XHUNES-TDT
- Durango, Durango; Mexico;
- Channels: Digital: 11 (VHF); Virtual: 8;
- Branding: XHUNES España TV 8.1

Programming
- Affiliations: Independent educational

Ownership
- Owner: Universidad Autonoma España de Durango
- Sister stations: XHUNES-FM 92.9

History
- Founded: February 28, 2008
- Former call signs: XHPBDG-TDT
- Former channel numbers: 28 (analog, 2008-2015); 16 (virtual, 2015-2016; physical, 2015–2022);
- Call sign meaning: Universidad España

Technical information
- Licensing authority: CRT
- ERP: 1.48 kW
- HAAT: 162.2 m (532 ft)
- Transmitter coordinates: 24°3′4″N 104°37′56″W﻿ / ﻿24.05111°N 104.63222°W

Links
- Website: xhunestv.unes.edu.mx

= XHUNES-TDT =

University television station in Durango City, Mexico

XHUNES-TDT is an educational television station founded in 2008 by the Universidad España (Spanish University) in Durango, Mexico.

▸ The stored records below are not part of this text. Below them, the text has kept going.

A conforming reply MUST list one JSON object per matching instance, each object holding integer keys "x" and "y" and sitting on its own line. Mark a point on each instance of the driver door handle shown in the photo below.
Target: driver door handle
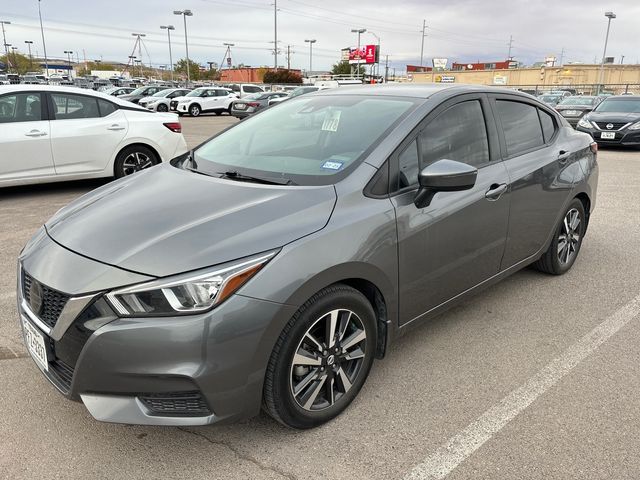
{"x": 495, "y": 191}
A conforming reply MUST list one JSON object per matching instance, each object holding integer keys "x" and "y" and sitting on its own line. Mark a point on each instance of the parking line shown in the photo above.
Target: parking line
{"x": 459, "y": 447}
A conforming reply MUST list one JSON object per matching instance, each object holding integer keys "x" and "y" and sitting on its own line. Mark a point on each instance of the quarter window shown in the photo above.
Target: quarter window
{"x": 522, "y": 130}
{"x": 548, "y": 125}
{"x": 69, "y": 106}
{"x": 20, "y": 107}
{"x": 458, "y": 134}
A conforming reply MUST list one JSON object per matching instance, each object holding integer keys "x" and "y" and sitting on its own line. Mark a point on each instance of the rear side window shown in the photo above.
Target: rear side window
{"x": 69, "y": 106}
{"x": 548, "y": 125}
{"x": 106, "y": 108}
{"x": 458, "y": 133}
{"x": 20, "y": 107}
{"x": 522, "y": 130}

Dedicated to cultural and scientific diversity, XHUNES-TDT broadcasts 24 hours per day. Operated by university staff as well as degree students in various fields of communications, it operates as a teaching and educational facility and a sister station to XHUNES-FM 92.9 radio.

The first university television station in the state of Durango, XHUNES-TDT programming covers natural and social sciences as well as investigative journalism, serving as a laboratory for graduate and undergraduate students of the School of Communication Sciences in degree programs such as marketing, journalism, public relations & corporate image, and graphic design.

The station signed on in analog and converted to digital on physical channel 16, effective December 22, 2015. As a result of the expiration of the permit without renewal, the UNES received a second concession for XHPBDG-TDT on VHF channel 11, which became the new XHUNES-TDT in 2022.